By November 16, 2021November 26th, 2021Selling A Practice

I’m not trying to convince you of anything. I’m just an observer. And my observations are telling me this:

If You Were Thinking About Selling, You Better Do It Now.

Why? Here are my Top 10 Reasons:

1. Interest Rates Are Likely Going Up in 2022

A few weeks ago, the Bank of Canada did four (4) things: it noted that (1) inflation is ticking up, (2) that’s it’s leaving the historically low overnight interest rate alone (0.25%) and (3) that it was scaling back on buying government bonds (which was helping to keep inflation in check).

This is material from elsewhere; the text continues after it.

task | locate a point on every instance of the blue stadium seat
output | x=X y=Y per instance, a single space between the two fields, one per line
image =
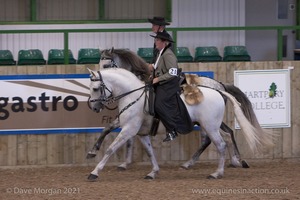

What’s the fourth (4th) thing? It signalled that it could start to raise interest rates in the second half of 2022.

What does that have to do with you and your practice’s worth? Well, when interest rates are up, that means buyers are paying more to the bank to borrow money. Banks are giving 100% financing to buyers, amortized over 12 years nowadays. Higher interest rates mean less money for the buyer to take home. That means that the practice they’re buying isn’t going to be worth as much because of the increased costs of borrowing. When interest rates are high, the value of money goes up (there’s less money circulating in the market) and the cost of things goes down. You get the idea.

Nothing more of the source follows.